Der Unterhaltsabsetzbetrag steht für die Kalendermonate zu, für den Unterhalt zu leisten ist und auch tatsächlich geleistet wird. Werden Unterhaltszahlungen nachträglich erbracht, so sind diese bis zum Eintritt der Rechtskraft des betreffenden Veranlagungsbescheides zu berücksichtigen. Nachdem die im Jahr 2007 für das Jahr 2005 getätigten Unterhaltsnachzahlungen im anhängigen Veranlagungsverfahren Beachtung finden und vom Berufungswerber seine Unterhaltsverpflichtungen des Jahres 2005 gegenüber seinen Söhnen Junge1 und Junge2 tatsächlich zur Gänze erfüllt wurden, kommt diesem ein Anspruch auf Gewährung des ungekürzten Unterhaltsabsetzbetrages gemäß § 33 Abs. 4 Z 3 lit. b EStG sowohl im Hinblick auf Junge1 als auch auf Junge2 zu.

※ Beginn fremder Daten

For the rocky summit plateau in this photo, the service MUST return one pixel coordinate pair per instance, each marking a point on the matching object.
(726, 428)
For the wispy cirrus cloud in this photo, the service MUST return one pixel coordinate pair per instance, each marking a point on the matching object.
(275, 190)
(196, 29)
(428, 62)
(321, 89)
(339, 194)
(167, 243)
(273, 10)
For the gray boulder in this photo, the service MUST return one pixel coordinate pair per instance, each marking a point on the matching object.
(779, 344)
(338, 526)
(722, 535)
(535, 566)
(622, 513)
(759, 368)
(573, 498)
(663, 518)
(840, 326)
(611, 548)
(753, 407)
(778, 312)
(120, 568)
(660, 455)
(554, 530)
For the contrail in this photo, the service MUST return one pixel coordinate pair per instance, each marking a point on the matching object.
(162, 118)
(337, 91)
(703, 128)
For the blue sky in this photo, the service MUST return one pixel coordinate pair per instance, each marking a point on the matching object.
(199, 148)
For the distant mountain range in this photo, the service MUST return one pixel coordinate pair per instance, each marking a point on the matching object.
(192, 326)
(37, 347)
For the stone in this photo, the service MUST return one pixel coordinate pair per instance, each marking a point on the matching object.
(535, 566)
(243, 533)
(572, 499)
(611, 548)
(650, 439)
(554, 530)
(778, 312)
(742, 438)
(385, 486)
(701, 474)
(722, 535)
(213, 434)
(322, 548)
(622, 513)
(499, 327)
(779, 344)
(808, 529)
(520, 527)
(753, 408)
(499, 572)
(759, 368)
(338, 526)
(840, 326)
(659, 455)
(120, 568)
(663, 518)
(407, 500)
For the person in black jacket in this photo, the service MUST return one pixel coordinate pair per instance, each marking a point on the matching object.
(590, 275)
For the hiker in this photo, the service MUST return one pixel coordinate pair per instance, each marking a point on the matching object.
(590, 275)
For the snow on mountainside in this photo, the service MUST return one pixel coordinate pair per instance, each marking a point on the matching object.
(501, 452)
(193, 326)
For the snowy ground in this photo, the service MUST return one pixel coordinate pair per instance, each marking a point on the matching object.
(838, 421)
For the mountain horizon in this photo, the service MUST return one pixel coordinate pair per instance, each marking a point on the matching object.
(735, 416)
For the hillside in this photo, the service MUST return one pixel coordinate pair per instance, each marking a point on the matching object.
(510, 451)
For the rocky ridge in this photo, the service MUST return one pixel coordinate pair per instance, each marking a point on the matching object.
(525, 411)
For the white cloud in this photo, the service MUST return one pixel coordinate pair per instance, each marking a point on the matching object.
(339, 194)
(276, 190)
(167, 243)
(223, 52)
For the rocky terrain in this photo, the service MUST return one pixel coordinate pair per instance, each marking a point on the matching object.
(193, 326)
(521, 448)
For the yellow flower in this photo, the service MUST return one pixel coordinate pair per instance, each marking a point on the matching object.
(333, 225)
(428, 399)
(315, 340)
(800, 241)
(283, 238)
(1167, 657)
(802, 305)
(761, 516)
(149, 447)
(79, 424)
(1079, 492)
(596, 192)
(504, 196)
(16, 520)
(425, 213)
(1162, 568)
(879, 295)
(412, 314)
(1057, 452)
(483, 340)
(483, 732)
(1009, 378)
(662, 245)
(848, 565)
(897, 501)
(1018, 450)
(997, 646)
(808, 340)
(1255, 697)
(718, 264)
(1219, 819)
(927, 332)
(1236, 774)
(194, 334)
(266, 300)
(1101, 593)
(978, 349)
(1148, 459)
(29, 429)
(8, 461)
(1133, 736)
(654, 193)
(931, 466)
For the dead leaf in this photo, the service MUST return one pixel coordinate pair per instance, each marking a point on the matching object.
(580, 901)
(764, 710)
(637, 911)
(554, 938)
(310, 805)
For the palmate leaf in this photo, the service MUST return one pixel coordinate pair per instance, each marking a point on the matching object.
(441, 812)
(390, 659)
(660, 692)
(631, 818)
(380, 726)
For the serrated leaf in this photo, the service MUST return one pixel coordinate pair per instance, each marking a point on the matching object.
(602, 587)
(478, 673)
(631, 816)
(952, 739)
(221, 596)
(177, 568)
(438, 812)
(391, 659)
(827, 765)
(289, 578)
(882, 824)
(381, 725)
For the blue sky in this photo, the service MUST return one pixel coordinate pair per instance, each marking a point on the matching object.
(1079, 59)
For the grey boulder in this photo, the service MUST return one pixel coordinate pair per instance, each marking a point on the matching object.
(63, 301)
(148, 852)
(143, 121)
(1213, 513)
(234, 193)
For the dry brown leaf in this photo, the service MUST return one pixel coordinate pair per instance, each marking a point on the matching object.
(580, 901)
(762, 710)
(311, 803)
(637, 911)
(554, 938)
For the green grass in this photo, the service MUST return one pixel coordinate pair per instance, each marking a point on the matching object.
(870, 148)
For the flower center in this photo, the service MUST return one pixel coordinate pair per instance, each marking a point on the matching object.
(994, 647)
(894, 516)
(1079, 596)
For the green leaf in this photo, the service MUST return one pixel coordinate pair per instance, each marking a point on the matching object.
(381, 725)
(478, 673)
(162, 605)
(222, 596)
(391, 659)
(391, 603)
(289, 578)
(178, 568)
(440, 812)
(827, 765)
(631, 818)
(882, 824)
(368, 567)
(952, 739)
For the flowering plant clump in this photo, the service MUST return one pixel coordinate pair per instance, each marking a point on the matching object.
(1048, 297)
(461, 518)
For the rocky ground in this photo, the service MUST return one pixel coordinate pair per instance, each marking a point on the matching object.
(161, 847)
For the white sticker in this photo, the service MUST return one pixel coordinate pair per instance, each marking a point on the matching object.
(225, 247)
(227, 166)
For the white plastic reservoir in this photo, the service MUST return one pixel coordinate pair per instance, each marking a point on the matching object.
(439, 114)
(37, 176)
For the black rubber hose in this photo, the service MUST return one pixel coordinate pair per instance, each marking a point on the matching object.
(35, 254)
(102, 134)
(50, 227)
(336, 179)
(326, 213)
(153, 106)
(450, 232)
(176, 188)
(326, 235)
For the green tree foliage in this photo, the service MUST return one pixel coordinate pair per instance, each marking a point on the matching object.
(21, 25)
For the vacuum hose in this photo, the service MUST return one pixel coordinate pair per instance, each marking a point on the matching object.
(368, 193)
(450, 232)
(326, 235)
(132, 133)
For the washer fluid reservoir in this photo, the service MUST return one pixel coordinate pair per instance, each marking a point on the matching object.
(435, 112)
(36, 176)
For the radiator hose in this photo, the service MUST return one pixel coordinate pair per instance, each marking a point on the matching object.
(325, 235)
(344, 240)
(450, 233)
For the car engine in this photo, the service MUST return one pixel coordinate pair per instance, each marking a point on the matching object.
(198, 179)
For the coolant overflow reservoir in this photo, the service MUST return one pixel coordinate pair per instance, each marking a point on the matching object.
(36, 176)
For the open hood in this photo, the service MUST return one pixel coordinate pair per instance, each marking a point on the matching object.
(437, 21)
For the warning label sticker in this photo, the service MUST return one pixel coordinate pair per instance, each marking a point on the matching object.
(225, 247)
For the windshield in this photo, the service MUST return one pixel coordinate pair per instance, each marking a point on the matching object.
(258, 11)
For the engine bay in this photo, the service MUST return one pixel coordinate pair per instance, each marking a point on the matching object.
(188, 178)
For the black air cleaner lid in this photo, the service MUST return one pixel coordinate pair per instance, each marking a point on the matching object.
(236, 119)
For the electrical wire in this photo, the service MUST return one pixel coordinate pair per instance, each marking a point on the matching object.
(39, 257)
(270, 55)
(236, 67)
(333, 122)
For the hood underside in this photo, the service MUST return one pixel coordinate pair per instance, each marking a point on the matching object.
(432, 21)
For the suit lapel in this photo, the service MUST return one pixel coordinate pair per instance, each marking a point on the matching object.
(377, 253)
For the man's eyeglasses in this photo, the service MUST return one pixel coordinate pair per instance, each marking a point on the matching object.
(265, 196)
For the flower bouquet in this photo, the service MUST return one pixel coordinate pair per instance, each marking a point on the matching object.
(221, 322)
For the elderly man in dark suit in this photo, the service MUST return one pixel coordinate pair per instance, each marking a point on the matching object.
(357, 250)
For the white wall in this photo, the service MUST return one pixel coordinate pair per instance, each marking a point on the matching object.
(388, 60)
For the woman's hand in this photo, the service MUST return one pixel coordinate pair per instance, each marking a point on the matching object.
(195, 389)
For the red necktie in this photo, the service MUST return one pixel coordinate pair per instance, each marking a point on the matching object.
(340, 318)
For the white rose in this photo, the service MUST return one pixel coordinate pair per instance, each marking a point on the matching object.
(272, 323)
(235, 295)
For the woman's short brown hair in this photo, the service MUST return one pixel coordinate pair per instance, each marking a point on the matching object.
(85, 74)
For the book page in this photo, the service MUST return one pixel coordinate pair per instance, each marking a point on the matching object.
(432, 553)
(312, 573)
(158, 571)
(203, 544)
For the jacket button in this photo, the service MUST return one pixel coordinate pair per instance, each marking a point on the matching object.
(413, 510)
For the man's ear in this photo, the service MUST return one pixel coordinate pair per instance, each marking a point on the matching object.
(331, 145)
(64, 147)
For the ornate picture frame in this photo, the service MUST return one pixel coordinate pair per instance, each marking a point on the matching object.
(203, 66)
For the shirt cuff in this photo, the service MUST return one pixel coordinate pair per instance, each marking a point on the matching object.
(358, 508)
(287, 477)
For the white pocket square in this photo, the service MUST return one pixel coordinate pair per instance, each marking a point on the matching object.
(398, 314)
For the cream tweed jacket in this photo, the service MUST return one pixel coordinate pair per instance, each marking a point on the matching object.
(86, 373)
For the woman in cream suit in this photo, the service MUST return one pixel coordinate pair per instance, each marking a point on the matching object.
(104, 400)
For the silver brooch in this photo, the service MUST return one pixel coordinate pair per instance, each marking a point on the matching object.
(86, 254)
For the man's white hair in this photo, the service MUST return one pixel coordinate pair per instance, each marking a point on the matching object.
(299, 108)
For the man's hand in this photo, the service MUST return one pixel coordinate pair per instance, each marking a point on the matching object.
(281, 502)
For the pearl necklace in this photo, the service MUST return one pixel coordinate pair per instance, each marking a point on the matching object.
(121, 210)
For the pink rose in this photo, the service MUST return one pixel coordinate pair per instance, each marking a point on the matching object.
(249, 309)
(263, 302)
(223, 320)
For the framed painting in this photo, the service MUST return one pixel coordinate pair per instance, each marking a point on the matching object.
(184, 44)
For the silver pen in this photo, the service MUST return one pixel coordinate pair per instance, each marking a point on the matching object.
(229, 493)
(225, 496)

Der Unterhaltsabsetzbetrag des Jahres 2005 berechnet sich demnach wie folgt:

Abbildung: 33288.1.1.0004

Die Berechnung der Einkommensteuer für das Jahr 2005 ergibt sich aus dem beiliegenden Berechnungsblatt, das insofern Bestandteil dieser Entscheidung ist.

Es war daher spruchgemäß zu entscheiden.